Kronik Stres Diyet Sağlık Risklerini Artırıyor
Araştırmada, California Üniversitesi, San Francisco araştırmacıları, çok fazla yağlı, yüksek şekerli yiyecekler tüketen yüksek stresli kişilerin, aynı miktarda sağlıksız yiyecek tüketen düşük stresli insanlara göre metabolik hastalıklara daha yatkın olduğunu belirlediler.
Baş yazar Kirstin Aschbacher, "Kronik stres biyolojiyi etkilemede önemli bir rol oynayabilir ve çalıştığı yolları tam olarak anlamak kritiktir" dedi.
“Birçok insan kalorinin kalori olduğunu düşünüyor, ancak bu çalışma aynı şeyi yiyen iki kadının stres düzeylerine bağlı olarak farklı metabolik tepkilere sahip olabileceğini gösteriyor.
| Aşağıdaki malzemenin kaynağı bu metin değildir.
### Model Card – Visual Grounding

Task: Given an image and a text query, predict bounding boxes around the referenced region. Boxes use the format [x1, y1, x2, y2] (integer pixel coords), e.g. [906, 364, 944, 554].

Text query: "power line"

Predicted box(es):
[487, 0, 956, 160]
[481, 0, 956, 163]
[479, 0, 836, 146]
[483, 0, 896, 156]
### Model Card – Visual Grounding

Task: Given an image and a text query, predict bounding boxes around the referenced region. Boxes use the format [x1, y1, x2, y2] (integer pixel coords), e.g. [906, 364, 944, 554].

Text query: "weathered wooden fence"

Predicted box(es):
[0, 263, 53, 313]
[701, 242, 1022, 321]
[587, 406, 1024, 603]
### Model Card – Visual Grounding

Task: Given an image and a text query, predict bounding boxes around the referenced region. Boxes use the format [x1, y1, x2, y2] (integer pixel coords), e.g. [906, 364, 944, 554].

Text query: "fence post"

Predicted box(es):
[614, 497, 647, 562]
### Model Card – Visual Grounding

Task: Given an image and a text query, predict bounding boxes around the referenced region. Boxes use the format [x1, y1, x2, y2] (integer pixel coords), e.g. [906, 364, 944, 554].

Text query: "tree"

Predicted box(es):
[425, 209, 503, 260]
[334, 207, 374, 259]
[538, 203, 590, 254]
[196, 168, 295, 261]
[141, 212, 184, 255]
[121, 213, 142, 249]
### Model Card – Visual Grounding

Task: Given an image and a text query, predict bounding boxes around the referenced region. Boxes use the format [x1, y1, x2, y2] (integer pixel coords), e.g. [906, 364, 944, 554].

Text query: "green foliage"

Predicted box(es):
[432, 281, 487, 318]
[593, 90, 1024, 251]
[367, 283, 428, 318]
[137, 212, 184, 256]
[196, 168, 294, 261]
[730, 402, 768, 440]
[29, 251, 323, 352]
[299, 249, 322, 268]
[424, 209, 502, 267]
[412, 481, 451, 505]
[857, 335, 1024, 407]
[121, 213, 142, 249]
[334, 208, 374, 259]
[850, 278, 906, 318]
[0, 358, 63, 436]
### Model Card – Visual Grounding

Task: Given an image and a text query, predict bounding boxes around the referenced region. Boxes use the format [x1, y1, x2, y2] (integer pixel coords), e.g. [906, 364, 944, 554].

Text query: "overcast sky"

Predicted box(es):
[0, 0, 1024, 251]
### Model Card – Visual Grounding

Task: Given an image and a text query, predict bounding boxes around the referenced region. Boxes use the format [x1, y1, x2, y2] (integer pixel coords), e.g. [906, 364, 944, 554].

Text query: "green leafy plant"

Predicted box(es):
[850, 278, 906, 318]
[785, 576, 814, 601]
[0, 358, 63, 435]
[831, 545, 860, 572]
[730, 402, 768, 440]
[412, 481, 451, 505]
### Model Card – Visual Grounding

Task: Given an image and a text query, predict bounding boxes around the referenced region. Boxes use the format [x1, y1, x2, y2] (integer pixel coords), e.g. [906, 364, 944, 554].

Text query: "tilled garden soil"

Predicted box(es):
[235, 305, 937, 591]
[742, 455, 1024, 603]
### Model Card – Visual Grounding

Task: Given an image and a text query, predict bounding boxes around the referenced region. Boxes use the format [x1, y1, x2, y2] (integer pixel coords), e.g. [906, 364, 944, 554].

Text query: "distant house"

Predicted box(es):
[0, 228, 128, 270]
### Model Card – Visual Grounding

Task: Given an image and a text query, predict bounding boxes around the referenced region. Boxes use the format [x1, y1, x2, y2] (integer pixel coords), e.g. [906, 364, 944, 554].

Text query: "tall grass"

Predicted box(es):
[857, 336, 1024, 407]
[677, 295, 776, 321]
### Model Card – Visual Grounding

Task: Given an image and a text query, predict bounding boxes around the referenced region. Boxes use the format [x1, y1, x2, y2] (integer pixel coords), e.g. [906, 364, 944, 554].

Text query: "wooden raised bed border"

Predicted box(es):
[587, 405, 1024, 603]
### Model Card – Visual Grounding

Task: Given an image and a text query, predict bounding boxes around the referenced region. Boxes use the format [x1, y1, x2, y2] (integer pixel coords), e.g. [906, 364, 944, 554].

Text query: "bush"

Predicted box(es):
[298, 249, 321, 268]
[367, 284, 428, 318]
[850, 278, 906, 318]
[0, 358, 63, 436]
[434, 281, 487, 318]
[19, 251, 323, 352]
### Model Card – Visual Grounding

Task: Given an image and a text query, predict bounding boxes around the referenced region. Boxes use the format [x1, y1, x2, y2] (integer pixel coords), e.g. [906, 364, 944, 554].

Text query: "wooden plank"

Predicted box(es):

Diyet yoluyla işleyen bir stres yolu var gibi görünüyor - örneğin, vücut kronik olarak stresli olduğunda abur cuburlara tepki olarak yağ hücrelerinin daha hızlı büyüdüğü hayvanlarda gördüklerimize benzer olabilir. "
Metabolik sendrom, bir kişinin kalp hastalığı, felç ve diyabet riskini artıran, birlikte ortaya çıkan bir anormallikler kümesidir - artmış kan basıncı, yüksek kan şekeri seviyesi, bel çevresinde aşırı vücut yağı ve anormal kolesterol seviyeleri.
Araştırmacılara göre, bu stres-önemsiz gıda yolu kemirgenler ve primatlarla iyi bir şekilde haritalanmış olsa da, bu çalışma aynı yolların kronik olarak stresli insanlarda da işe yarayabileceğini gösteren ilk çalışma.
Kıdemli yazar Elissa Epel, Ph.D. "Bu ilişkinin sadece stresi ve diyet alımını ölçerek ve metabolik sağlığa içeriden bakarak var olduğunu görebiliriz" dedi.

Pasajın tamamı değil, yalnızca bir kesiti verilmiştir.